To build up her team of like-minded tutors equally determined to catch students “before they fall,” Angela contacted other Wilson® Certified Instructors in the area and invited them to join her mission. Tutors must be certified in high quality, evidence-based structured literacy instruction and remain up to date on the science of reading.

Moving Forward

Two years later, Reading Allowed is busier than ever. In fact, the shift to virtual learning over the past year enabled Angela to match even more students and WRS tutors in their own neighborhoods.

“Before COVID-19, we would meet in school, and some districts contracted with us. We also met after school, at students’ homes or in the library, depending on the situation. Then we went virtual. I was hesitant at first, but it has been beyond my expectations. It really opened up our ability to serve so many more students.”

Reading Allowed partners with schools and community organizations, such as Community Partnership School in North Philadelphia.
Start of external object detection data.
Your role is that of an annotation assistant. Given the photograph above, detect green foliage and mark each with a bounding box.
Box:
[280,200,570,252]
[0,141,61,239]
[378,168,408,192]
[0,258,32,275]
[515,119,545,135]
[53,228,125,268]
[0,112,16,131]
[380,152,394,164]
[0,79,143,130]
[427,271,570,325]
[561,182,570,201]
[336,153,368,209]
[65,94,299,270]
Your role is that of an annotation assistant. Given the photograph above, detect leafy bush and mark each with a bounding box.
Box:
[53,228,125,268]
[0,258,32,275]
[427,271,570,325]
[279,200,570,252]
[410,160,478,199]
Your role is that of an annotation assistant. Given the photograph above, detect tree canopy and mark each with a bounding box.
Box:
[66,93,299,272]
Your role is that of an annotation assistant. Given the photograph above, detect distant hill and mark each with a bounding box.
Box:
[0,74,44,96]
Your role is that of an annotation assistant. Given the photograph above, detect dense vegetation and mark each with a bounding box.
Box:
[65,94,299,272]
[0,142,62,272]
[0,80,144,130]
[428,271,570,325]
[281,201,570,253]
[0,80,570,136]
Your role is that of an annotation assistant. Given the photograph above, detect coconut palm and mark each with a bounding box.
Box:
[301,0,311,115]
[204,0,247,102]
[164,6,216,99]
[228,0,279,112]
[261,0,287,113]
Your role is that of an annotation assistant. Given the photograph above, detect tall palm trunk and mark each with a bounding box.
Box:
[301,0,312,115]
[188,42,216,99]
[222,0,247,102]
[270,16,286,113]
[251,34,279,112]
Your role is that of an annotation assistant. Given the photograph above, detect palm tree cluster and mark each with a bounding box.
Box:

Angela and her team are ready to assist more schools and students of all ages—either in person or remotely—this summer and in the coming new year.

“This past year has been an odd one in many ways, but at Reading Allowed, it has been one of growth, learning, and excitement. Our hope is to partner with more schools, go into schools during the school day, and also provide virtual instruction. It really depends on the student and what they need.”